ラーメン道 残念な店主 神田編1(続)

  できるだけ早いうちに再訪しようと思っていたのですが、時間がつくれず延び延びになってしまいました。9月12日に紹介した、神田の担々麺専門店「辣椒漢」に、また行ってきました。食べログの客の書き込みにブログ(http://lashowhan.exblog.jp/14462803/)で逆切れした店主のお店です。


  前回はオーソドックスな担々麺(日本風の汁あり)を食し、そこそこのレベルの高さであることが分かりました。この店の店主は、四川の担々麺を研究したということなので、本場・四川風の汁なし担々麺を食さずして、この店に対して公正な評価を下せないと思い、再訪の機会をうかがっていたのですが、ついに実現しました。
  店主のブログの内容は、結構過激で、はっきり言って、飲食業に携わる人としては「それを言っちゃあ、おしめぇよ~」という内容なのですが、うわさはツィッターでかけめぐって、かなりの噂となり、激しく炎上したこともあってか、最近はほとんどブログは更新されていないようです。反省したのでしょうかね。
  さて今回は、汁無しのプレミアム正宗担々麺(1000円)を頼みました。四川料理の特徴ですが、山椒をかなり利かせるので、食券を手渡す際、店主から「かなり痺れますけど大丈夫ですか?」と聞かれます。
  9月に訪問した時もそうだったのですが、この店主は結構、客に対して、細かく気遣ってくれる人なんですよね。ブログ炎上の件もあってか、より丁寧な感じもしました。
  食べログの客のコメントは非常にささいな内容なのですが、四川風の痺れる辛さというのは、慣れていない人には理解できないかもしれません。今回の騒動の背景には、その辺の誤解もあるでしょうね。
  午後1時半ごろ、店内は近くで勤務するサラリーマン風の人が4、5人。私の後に、若い女性が2人入店しました。

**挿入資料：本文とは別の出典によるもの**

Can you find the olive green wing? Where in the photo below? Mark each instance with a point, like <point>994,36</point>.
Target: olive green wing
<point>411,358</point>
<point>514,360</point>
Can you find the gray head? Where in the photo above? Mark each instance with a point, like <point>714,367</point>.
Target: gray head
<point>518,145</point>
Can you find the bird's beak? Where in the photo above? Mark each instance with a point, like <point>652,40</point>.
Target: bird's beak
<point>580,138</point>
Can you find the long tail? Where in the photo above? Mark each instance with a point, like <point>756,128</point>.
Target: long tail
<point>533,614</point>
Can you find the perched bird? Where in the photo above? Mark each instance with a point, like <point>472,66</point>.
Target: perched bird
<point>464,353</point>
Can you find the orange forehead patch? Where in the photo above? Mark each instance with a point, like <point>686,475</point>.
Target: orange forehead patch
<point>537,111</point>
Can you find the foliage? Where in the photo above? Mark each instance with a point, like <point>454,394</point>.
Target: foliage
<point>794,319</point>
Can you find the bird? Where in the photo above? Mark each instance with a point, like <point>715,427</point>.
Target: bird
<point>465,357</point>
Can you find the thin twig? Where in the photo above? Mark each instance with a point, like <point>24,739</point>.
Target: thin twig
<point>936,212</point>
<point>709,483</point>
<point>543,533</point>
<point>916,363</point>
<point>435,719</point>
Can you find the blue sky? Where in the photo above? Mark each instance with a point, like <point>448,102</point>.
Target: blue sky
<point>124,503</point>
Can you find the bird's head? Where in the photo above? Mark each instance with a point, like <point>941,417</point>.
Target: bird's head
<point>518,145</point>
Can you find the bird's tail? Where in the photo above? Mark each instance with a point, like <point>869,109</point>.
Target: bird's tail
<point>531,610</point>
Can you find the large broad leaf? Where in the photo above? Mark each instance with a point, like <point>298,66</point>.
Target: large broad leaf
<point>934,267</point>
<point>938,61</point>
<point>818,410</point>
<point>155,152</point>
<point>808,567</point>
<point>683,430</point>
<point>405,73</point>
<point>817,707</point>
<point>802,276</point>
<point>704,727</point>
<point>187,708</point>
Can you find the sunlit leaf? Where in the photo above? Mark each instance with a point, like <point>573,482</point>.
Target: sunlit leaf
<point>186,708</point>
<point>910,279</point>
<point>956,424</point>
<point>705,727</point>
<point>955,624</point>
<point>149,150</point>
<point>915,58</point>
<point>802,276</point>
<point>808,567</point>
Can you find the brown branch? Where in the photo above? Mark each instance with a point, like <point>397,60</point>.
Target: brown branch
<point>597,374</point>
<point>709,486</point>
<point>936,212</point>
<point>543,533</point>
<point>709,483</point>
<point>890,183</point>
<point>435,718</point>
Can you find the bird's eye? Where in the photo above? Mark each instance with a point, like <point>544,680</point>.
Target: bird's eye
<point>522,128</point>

  出てきた担々麺は、こちらの予想通りの見た目。麺の上に肉みそと、トッピングのカイワレがのっていて、パスタのような感じですね。麺料理のルーツが中国であるということを感じさせます。
  具と麺をしっかり混ぜて、一口。「これだよ、四川の味」って感じでした。唐辛子の辛さと、山椒の舌に電気が走るような感覚。四川料理好きにはたまりませんね。
  この味になれると、山椒のない辛さが、何となく物足りなくなります。水を飲みたくなってしまうのですが、いったん水を口に含んでしまうと、食べるペースがだれてしまい、舌が過剰に麻痺してしまい、おいしさが半減してしまうので、ひたすら我慢。
  辛くてうまいというのはこういうまさにこういう状態で、次の一口、一口と食べ進めてしまいます。食べている時間は正味5分いや、3分もかからなかったでしょうか。自分でも驚くぐらいあっという間に間食してしまいました。
  店主が一生懸命、研究したんだなと思える味でした。率直においしかったと思いますし、「ありがとうございました」と言いたいです。


  かつては、おいしいラーメン店の情報を入手できるのは、時々、見かけるテレビや雑誌のラーメン特集くらいのもので、自力でいろんな店を訪れて、当たりはずれを経験しながら、開拓する以外にはありませんでしたが、今は情報社会で、どんな小さな飲食店でも、メニューや感想などを検索できるようになりました。
  店の経営者、客の双方にとって、いろんな可能性が広がるのですが、その反面、今回のようなトラブルも起きるわけで、便利だけれども、怖い面もあります。
  客はおいしい料理を求めて、ともすれば過度な期待感を持ってしまうし、店側は「これなら納得するだろう」と自信過剰になっているところがある。そこで、どちらかの思惑が外れると、あまりいい結果にはなりません。


  だからこそ、お互いが表面的な情報に惑わされず、コミュニケーションを深め、理解し合うことが大切になるでしょうね。
  おいしいと思える店や料理もあれば、そうでないものもあるわけだし、ある人がおいしいと思った自信作が、理解されることもあれば、そうでないこともある。お互い必要以上に相手に求め過ぎてしまうと、思惑が外れた時の落差が激しいですね。もちろん、双方がハッピーで終わることもあるし、その方が多いとは思うのですが。
  お互い、度量を持ち、少々のことでは、動じないくらいの心意気が欲しいものです。どんなに世の中進んでも、思い通りにならないことも多いわけで、そういう時に、さらりとかわせるというのが、粋で、ストレスのかからない、幸せな生き方ではないでしょうか。